Last week I procured some wild boar, called Cinghiale here. We here in Umbria and Tuscany are pretty much over-run with them. They breed twice a year with from 3 to 13 piglets every litter. They are so prevalent here, and so destructive, that there are no limits as to how many you can kill, in-season. I wrote a blog a few years ago about the Cinghiale hunts around here. Highly orchestrated. Interesting reading. Tis the season of the Cinghiale hunt.
Today, I am preparing cinghiale ragu. It takes hours to cook to be tender. And I can freeze it for an evening pasta dinner. I’m sitting here now and smelling it cooking. Devine!
We won’t eat this now, but I borrowed a picture of what the dish will look like, from the recipe which is an Italian recipe from ideericette.it .
This isn’t all about Otto Cento. First I need to give you links to previous posts about the festa, so you get an idea about the briganti and what they get up to. First 2014, our first year here. Next 2015, our second Otto Cento. These are just a couple years. If you are interested go to the search function and put in Otto Cento.

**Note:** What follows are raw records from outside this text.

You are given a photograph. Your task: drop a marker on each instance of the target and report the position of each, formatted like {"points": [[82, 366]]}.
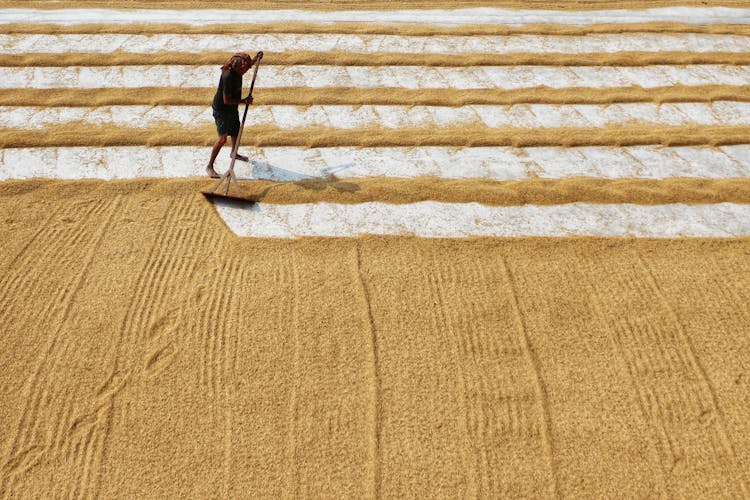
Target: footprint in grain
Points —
{"points": [[160, 359]]}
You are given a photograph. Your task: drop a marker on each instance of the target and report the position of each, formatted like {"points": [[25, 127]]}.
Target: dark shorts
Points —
{"points": [[227, 122]]}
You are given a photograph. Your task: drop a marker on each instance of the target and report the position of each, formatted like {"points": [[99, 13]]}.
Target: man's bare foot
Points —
{"points": [[212, 173]]}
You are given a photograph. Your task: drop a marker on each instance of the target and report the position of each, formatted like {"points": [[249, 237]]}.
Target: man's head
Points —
{"points": [[240, 62]]}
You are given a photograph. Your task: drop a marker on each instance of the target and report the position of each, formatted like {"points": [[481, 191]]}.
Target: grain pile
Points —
{"points": [[148, 351]]}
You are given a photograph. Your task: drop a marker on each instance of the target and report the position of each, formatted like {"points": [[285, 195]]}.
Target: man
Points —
{"points": [[228, 96]]}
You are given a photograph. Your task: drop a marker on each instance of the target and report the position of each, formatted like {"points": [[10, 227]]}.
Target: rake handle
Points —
{"points": [[244, 115]]}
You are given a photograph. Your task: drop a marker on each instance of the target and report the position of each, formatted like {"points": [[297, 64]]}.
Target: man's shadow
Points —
{"points": [[265, 171]]}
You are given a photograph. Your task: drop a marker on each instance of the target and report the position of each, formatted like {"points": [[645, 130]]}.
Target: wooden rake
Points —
{"points": [[216, 191]]}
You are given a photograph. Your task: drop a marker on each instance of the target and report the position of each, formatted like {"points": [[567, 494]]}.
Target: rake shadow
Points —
{"points": [[266, 171]]}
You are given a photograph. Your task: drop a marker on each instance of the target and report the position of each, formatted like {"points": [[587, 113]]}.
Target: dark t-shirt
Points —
{"points": [[229, 83]]}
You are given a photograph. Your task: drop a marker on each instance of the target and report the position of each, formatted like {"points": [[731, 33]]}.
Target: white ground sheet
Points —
{"points": [[148, 44], [289, 164], [352, 117], [688, 15], [409, 77], [455, 220]]}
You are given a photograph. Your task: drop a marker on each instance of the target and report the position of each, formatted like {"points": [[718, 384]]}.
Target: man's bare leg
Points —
{"points": [[239, 156], [214, 153]]}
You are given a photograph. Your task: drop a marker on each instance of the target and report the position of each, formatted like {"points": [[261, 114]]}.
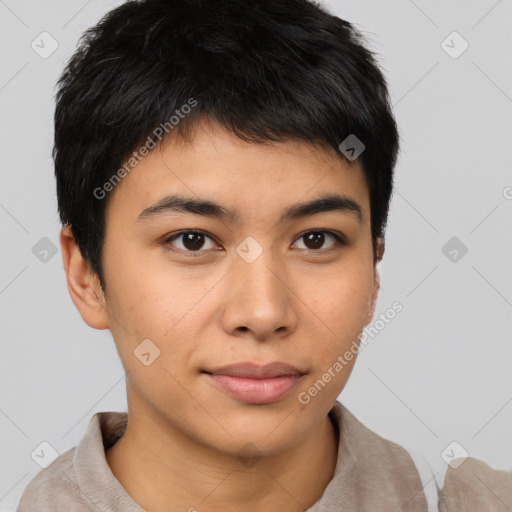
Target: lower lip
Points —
{"points": [[256, 391]]}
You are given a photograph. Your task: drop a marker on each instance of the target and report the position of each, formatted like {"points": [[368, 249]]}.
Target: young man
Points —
{"points": [[224, 171]]}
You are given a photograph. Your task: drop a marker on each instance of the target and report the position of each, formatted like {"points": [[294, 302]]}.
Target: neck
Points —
{"points": [[159, 465]]}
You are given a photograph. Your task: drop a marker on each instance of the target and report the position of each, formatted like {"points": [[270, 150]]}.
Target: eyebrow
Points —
{"points": [[209, 208]]}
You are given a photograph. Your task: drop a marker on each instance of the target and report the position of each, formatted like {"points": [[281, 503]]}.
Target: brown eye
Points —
{"points": [[314, 240], [191, 241]]}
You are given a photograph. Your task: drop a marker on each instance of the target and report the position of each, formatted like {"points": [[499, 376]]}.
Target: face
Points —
{"points": [[210, 288]]}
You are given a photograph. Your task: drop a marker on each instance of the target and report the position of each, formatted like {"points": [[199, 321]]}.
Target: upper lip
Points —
{"points": [[255, 371]]}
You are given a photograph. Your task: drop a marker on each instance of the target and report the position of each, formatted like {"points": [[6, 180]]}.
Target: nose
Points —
{"points": [[259, 301]]}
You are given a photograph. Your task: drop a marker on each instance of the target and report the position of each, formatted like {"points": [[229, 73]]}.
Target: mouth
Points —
{"points": [[251, 383]]}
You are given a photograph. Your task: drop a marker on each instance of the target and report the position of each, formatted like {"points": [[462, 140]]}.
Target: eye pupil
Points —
{"points": [[317, 239], [193, 241]]}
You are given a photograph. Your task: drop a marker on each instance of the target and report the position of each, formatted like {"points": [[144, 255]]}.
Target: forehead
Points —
{"points": [[252, 180]]}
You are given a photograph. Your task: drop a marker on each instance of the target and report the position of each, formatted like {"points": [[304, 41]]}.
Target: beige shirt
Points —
{"points": [[372, 474]]}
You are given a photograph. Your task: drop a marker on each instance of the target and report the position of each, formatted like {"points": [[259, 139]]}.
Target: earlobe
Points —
{"points": [[83, 284]]}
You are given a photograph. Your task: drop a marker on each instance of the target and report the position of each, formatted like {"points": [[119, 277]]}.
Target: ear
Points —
{"points": [[83, 283], [376, 282]]}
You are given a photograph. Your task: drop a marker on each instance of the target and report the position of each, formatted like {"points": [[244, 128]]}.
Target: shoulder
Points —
{"points": [[53, 488], [476, 486], [79, 478], [381, 473]]}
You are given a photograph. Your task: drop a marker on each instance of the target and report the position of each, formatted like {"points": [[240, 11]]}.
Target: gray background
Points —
{"points": [[439, 372]]}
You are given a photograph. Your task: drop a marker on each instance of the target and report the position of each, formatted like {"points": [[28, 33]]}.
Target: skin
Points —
{"points": [[295, 303]]}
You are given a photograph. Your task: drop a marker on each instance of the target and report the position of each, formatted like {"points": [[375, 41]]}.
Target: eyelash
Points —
{"points": [[340, 240]]}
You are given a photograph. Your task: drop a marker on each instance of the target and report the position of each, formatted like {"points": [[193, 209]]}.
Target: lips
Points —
{"points": [[254, 384], [254, 371]]}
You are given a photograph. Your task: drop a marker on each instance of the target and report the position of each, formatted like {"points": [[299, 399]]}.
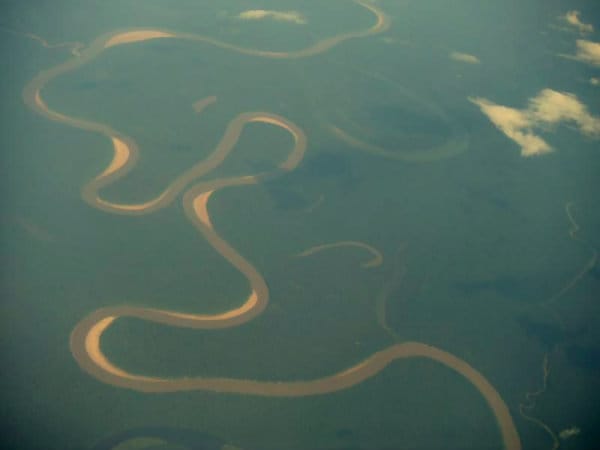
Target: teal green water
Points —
{"points": [[474, 244]]}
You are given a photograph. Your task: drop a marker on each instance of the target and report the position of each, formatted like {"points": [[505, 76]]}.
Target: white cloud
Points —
{"points": [[549, 107], [281, 16], [464, 57], [572, 18]]}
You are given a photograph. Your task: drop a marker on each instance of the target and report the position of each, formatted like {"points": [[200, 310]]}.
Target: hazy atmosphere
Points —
{"points": [[303, 225]]}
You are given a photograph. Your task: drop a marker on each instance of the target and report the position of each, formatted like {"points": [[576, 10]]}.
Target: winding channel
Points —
{"points": [[85, 339]]}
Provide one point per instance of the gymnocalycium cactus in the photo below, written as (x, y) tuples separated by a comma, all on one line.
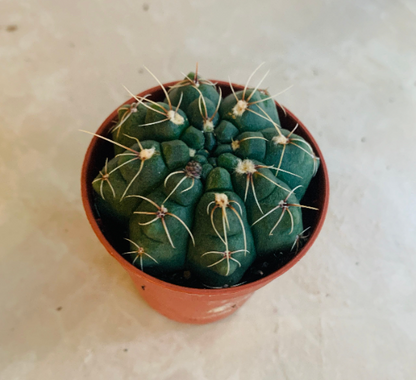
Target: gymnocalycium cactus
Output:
[(204, 184)]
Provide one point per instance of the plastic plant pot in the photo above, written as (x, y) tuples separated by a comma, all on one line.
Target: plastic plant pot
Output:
[(192, 305)]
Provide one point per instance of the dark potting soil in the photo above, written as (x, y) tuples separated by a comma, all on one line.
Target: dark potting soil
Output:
[(259, 269)]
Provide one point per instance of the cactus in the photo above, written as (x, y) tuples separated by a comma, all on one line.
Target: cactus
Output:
[(205, 184)]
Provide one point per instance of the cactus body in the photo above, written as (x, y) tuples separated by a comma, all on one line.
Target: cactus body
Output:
[(207, 186)]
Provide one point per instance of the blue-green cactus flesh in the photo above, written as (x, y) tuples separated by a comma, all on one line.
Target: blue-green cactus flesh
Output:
[(204, 184)]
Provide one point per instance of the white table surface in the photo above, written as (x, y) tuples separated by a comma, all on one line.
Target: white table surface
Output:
[(345, 311)]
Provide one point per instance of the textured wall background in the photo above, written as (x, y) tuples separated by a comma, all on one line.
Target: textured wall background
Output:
[(346, 311)]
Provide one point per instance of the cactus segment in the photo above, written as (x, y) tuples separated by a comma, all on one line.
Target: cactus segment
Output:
[(190, 89), (293, 158), (250, 145), (169, 124), (109, 186), (226, 132), (224, 246), (194, 138), (161, 228), (131, 117)]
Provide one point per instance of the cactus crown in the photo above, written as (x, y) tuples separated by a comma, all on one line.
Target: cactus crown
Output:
[(206, 184)]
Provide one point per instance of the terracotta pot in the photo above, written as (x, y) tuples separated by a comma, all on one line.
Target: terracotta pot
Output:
[(191, 305)]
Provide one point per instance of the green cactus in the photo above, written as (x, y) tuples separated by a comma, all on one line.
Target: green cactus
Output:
[(205, 184)]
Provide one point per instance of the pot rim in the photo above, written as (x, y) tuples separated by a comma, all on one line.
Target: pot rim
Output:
[(86, 191)]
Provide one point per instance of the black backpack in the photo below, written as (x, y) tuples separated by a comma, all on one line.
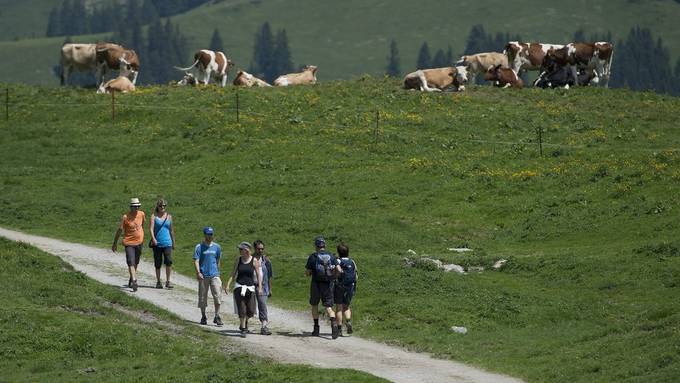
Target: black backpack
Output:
[(349, 272), (324, 270)]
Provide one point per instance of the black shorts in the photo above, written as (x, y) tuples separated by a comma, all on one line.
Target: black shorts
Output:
[(321, 292), (132, 254), (343, 294), (162, 256)]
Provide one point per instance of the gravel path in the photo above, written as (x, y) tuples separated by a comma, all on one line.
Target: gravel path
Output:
[(291, 342)]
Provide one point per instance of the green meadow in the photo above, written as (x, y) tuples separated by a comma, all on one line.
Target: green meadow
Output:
[(589, 228), (58, 325)]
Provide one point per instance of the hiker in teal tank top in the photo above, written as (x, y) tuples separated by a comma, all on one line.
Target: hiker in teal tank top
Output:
[(162, 241)]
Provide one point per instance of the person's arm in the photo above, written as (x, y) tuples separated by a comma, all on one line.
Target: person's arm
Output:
[(231, 276), (152, 226), (114, 247), (172, 231)]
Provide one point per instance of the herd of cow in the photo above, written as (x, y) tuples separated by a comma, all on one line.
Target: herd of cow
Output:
[(567, 65)]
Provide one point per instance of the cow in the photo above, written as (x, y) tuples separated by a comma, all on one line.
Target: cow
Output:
[(210, 64), (121, 84), (527, 56), (481, 62), (306, 77), (596, 56), (80, 57), (246, 79), (437, 79), (504, 77), (115, 57)]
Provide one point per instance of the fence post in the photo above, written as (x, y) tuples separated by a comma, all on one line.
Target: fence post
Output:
[(377, 124), (238, 119)]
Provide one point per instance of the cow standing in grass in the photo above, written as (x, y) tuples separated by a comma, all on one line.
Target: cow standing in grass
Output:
[(437, 79)]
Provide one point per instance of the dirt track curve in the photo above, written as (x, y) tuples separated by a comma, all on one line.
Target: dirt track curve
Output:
[(290, 343)]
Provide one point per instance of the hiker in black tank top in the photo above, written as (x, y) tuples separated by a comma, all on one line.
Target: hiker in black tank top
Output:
[(247, 274)]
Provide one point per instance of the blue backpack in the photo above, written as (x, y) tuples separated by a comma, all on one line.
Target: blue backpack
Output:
[(349, 272), (324, 270)]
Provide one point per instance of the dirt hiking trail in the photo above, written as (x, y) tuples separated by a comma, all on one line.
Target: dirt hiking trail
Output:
[(291, 341)]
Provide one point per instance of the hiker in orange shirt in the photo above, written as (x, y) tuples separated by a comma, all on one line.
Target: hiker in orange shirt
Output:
[(132, 226)]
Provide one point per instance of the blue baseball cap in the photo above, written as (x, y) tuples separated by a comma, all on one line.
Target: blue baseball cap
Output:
[(319, 241)]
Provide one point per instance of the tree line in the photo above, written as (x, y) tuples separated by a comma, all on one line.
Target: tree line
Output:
[(640, 61)]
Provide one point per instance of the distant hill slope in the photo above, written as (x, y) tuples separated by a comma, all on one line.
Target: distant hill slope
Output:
[(351, 37)]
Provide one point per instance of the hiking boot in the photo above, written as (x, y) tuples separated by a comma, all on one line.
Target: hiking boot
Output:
[(218, 320)]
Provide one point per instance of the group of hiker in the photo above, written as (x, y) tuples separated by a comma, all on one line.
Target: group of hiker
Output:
[(333, 279)]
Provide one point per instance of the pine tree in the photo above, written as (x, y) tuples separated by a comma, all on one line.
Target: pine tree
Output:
[(216, 42), (54, 23), (263, 52), (424, 58), (393, 61), (281, 60)]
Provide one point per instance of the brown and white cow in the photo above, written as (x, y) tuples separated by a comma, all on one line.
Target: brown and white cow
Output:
[(306, 77), (437, 79), (246, 79), (116, 57), (481, 62), (121, 84), (527, 56), (210, 64), (596, 56), (504, 77), (80, 57)]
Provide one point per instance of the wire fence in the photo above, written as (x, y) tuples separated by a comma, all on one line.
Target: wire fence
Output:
[(371, 117)]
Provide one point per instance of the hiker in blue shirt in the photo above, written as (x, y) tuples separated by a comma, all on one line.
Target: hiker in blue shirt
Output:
[(323, 267), (344, 288), (207, 264)]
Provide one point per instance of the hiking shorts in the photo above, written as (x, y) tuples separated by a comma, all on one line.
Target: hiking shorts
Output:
[(162, 256), (132, 254), (343, 294), (214, 284), (245, 303), (321, 292)]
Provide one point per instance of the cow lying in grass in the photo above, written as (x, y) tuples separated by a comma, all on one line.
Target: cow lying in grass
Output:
[(306, 77), (246, 79), (503, 77), (121, 84), (437, 79)]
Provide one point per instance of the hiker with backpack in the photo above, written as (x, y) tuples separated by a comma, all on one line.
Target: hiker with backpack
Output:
[(344, 289), (323, 267)]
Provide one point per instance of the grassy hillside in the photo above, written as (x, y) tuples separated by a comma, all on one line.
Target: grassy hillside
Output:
[(589, 228), (59, 326), (349, 38)]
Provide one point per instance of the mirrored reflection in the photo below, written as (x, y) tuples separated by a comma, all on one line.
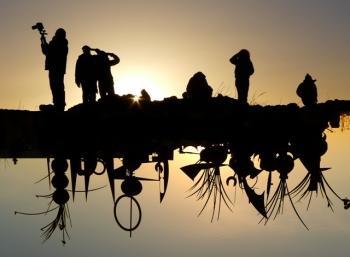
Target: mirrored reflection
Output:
[(251, 141)]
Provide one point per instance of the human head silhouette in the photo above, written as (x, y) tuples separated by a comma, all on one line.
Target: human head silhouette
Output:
[(60, 33)]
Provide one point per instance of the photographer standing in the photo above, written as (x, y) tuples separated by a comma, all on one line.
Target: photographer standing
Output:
[(104, 74), (85, 75), (56, 58), (244, 69)]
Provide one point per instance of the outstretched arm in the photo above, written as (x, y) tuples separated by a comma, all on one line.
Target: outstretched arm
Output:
[(115, 59)]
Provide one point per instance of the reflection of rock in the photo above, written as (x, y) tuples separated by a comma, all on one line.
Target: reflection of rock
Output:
[(118, 124)]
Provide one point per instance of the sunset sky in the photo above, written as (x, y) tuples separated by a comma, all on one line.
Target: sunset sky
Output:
[(161, 44)]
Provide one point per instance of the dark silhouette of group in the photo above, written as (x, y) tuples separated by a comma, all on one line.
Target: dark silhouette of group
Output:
[(95, 70), (93, 74), (91, 71)]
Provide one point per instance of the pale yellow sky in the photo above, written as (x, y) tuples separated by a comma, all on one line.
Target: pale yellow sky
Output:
[(161, 44)]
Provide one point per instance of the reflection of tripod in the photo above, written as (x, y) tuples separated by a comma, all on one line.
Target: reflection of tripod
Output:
[(132, 226)]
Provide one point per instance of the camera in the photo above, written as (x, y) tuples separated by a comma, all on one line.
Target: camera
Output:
[(40, 27)]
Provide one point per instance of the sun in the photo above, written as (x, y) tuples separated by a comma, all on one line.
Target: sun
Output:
[(133, 83)]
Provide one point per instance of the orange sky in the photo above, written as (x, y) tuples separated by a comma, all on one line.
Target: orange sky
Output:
[(161, 44)]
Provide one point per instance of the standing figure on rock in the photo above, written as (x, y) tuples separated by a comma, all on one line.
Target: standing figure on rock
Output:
[(307, 91), (244, 69), (104, 74), (56, 58), (85, 75)]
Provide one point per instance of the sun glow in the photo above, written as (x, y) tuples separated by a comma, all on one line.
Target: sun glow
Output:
[(133, 83)]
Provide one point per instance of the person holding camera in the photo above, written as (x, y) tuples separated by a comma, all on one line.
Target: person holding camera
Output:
[(56, 58), (104, 74), (85, 75), (244, 69)]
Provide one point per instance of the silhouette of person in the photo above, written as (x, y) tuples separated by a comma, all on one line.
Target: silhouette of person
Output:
[(198, 88), (307, 91), (85, 75), (244, 69), (104, 74), (56, 58)]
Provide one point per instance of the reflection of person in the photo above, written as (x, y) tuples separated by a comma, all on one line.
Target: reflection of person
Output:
[(307, 91), (104, 74), (244, 69), (85, 75), (56, 58)]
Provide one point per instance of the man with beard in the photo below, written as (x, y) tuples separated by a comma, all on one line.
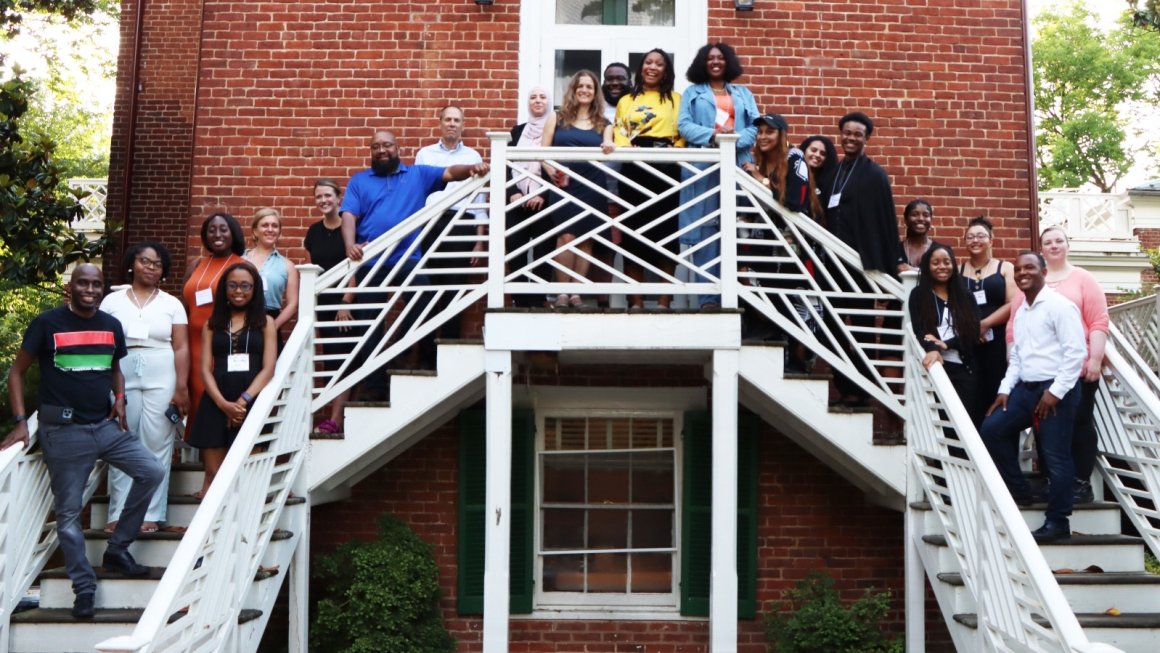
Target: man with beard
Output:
[(860, 209), (617, 80), (376, 201), (1041, 391), (81, 415), (449, 150)]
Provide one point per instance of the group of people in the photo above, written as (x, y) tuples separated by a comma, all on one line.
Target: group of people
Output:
[(1022, 345), (118, 375)]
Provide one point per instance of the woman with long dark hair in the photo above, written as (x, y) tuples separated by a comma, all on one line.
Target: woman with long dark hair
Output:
[(224, 241), (943, 319), (713, 104), (579, 123), (647, 117), (239, 349), (156, 370)]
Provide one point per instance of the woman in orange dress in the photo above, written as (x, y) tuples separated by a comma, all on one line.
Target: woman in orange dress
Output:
[(224, 240)]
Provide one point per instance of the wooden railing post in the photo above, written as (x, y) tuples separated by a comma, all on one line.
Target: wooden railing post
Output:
[(727, 149), (497, 248)]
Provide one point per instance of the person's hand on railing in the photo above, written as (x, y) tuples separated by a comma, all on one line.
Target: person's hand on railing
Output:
[(19, 433)]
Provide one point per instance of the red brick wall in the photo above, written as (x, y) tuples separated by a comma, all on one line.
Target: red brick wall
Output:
[(245, 104), (809, 519)]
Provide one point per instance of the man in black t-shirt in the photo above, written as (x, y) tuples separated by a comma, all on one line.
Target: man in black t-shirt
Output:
[(82, 419)]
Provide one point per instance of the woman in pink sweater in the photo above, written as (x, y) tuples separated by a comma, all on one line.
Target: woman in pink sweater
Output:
[(1081, 288)]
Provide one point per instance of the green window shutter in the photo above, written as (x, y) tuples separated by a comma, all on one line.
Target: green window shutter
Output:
[(472, 496), (696, 514)]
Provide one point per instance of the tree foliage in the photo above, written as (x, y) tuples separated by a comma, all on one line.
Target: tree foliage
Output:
[(36, 240), (1086, 81)]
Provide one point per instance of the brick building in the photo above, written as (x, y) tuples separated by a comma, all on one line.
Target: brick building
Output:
[(234, 106)]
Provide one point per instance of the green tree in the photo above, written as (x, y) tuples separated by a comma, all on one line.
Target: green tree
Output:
[(36, 241), (1086, 81)]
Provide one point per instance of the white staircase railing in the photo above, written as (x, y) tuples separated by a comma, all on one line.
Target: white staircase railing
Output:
[(1020, 604), (1128, 422), (28, 537), (200, 597), (1139, 324)]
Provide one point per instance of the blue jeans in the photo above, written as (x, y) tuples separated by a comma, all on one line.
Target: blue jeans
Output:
[(1053, 437), (70, 452)]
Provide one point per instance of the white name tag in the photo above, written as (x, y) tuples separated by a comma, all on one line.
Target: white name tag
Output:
[(237, 363), (137, 331)]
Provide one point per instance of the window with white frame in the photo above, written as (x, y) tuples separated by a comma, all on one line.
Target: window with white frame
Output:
[(607, 492), (560, 37)]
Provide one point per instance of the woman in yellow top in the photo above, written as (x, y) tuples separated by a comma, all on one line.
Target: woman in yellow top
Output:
[(646, 117)]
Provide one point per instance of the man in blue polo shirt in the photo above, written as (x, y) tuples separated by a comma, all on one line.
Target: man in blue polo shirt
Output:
[(376, 201)]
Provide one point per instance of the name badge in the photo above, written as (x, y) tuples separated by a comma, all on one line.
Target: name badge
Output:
[(237, 363), (137, 331)]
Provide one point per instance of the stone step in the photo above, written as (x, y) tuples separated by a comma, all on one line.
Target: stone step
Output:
[(1099, 517), (1132, 632), (1109, 552), (57, 631), (1087, 592), (153, 549), (114, 592)]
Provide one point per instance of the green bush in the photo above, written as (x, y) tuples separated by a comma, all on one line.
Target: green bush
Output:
[(17, 307), (811, 618), (379, 596)]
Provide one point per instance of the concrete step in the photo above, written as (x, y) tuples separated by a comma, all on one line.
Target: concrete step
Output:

The Biganti are a big part of the fun of Otto Cento. They are the bad boys. Always up to mischief. And always during the wee hours of Saturday night. Today, I woke up to see in the middle of the piazza the biggest pile of shit I’ve ever seen. Along with some signs which I cannot decipher.
As you may notice the Briganti have hoisted their flag behind their creation.
To enter the piazza you need to go through a curtain which has large naked butt. You walk between the legs.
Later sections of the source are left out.